Here are some things you can learn from the pairplot:

There seems to be a negative correlation between the following pairs of features: CRIM and TARGET; DIS and INDUS; DIS and NOX; LSTAT and RM; LSTAT and TARGET; DIS and AGE.
There seems to be a positive correlation between the following pairs of features: DIS and ZN; NOX and INDUS; TAX and INDUS; PTRATIO and INDUS; AGE and NOX; TAX and NOX; RM and TARGET.
There may be some more correlations, but they seem to be fairly week. Many relationships between features look rather random.
It may be possible to draw some cautious conlusions about the data from the correlations, e.g., that regions where the property tax is higher tend to have more non-retail business and a higher nitrous oxide concentration and that the nitrous oxide concentration decreases with distance from employment centers.
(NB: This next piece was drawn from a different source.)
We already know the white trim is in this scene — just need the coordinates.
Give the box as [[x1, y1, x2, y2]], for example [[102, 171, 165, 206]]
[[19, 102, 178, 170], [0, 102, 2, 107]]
But these conclusions would be relatively weak and require further analysis of the interactions between the features.

cmap = sns.diverging_palette(220, 10, as_cmap=True)
sns.heatmap(boston_df.corr(), square=True, linewidths=.5, 
            vmin=-1.0, vmax=1.0, cmap=cmap, annot=False)
plt.show()

The correlation heatmap confirms the analysis of the correlations from the pairwise plots. The advantage of the correlation heatmap is that the correlations are displayed more densly and easier to interpret. However, the pairwise plot allows insights into the actual locations of the data.